We can buy people skills, but it’s the employees
who will choose to give us their commitment and passion
We need to give employees a reason to come to work and be more productive. That reason is our customers.
Why “Customer Driven Change”
We often hear that the compelling business reason to change is “change or die.” I’m not sure that’s the case. But maybe organizational death would be a blessing for those not prepared to change.
In reality, I think that most changes regress to the mean. They fall back to partial accomplishment. So why do we go through this? Because we have to! Because the mean is always moving upward and to the right. If we don’t set our sights above the mean, it will overtake us, and we will atrophy our way to extinction.
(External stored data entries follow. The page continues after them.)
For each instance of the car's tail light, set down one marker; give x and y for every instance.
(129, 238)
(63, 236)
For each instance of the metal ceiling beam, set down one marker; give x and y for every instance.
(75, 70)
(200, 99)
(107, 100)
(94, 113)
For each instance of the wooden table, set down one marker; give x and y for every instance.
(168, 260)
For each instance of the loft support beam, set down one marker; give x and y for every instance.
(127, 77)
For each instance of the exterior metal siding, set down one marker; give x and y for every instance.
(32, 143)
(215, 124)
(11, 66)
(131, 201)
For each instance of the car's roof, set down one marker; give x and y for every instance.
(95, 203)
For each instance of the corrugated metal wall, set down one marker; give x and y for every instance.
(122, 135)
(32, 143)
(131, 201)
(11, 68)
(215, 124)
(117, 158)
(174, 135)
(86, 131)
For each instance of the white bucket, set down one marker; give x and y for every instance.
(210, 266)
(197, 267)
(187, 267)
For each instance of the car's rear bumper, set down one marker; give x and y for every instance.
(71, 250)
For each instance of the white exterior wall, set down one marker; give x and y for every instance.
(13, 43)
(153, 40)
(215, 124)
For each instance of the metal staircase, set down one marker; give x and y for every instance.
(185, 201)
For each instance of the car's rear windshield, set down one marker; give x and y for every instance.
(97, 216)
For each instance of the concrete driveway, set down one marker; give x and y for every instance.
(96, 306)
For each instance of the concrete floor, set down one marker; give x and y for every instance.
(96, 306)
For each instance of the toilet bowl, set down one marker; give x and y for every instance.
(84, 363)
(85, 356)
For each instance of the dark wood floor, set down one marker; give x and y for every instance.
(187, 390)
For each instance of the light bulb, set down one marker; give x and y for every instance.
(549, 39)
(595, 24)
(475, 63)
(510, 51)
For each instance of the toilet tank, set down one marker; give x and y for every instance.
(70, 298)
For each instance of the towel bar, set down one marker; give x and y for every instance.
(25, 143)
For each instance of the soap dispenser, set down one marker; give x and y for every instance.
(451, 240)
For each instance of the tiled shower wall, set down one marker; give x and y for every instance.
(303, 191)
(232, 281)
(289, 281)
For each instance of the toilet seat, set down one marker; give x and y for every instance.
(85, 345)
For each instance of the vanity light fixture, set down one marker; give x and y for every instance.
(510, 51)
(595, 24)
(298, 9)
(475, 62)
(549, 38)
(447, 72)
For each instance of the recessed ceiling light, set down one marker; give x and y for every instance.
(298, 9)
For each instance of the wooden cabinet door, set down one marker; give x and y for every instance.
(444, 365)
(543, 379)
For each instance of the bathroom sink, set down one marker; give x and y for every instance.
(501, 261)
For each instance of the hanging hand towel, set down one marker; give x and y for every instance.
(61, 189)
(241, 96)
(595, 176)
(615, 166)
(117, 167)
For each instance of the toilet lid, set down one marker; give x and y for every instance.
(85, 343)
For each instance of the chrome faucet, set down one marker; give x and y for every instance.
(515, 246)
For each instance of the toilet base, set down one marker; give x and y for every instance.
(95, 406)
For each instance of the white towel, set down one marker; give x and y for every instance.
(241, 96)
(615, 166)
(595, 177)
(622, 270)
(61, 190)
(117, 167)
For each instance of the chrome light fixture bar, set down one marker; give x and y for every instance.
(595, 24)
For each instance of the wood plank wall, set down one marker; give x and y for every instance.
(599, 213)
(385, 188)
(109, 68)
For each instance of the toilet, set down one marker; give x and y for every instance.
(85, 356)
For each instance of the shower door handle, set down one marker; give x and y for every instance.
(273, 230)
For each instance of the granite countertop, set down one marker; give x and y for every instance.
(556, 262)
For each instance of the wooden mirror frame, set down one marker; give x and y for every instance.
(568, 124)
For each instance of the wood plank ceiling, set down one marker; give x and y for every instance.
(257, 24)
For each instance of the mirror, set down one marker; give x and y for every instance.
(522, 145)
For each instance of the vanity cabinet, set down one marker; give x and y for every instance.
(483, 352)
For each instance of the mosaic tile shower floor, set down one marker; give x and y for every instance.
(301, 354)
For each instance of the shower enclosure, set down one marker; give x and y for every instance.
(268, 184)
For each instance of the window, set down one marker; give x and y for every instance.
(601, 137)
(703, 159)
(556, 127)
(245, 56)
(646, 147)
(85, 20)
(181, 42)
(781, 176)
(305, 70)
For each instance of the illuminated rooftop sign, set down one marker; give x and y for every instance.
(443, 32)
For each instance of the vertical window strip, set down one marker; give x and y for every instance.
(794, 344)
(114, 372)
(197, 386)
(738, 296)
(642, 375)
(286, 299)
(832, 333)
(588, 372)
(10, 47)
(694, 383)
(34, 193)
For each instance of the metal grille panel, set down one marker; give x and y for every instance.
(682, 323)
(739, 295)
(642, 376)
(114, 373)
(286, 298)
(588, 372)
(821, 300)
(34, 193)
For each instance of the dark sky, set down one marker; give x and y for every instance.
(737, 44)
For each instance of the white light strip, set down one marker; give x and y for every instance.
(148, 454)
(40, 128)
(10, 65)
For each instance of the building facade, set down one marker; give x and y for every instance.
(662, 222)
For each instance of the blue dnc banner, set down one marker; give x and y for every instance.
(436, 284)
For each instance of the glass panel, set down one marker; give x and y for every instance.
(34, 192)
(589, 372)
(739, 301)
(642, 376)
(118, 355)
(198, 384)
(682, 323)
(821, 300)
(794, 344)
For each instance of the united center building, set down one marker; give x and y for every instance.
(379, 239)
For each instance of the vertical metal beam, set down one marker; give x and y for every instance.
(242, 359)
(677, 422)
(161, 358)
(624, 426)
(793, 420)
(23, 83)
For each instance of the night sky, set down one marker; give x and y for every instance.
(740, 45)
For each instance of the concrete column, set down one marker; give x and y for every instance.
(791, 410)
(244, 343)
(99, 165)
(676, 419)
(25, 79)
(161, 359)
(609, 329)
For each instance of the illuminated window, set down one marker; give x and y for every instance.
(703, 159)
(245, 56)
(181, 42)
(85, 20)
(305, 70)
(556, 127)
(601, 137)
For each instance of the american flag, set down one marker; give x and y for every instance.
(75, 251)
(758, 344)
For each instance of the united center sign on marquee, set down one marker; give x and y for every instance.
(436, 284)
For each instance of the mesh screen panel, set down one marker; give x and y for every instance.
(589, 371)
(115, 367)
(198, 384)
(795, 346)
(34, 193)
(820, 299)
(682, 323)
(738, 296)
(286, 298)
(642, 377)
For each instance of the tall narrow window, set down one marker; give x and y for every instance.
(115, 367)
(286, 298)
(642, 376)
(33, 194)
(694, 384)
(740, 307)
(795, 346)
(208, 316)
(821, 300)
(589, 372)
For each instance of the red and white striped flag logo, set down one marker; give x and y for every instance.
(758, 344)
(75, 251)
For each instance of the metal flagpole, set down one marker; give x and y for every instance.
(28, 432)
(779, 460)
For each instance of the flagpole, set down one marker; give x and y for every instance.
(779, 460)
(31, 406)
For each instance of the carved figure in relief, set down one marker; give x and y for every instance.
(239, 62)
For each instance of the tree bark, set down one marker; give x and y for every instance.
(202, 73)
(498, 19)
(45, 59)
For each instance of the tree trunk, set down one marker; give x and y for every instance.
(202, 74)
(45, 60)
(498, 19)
By thinking about change, any change, from the customer’s
point of view, you will get sustained commitment and engagement
within your organization faster than through any other approach
I’ve concluded that effort equals accomplishment. The higher you set your sights, the more you will achieve. You have to continuously upgrade your organization’s ability to change—and that is the reason to keep trying.
Focusing your organization externally on customers is the best way to win. It gives you two advantages in the change game: silo protectors can’t resist the customer as a common goal, and employees work for something that transcends an organization—its customers. To achieve this you have to know what your customers know and your employees think. Then you won’t overlook your opportunities to change, grow and be healthy.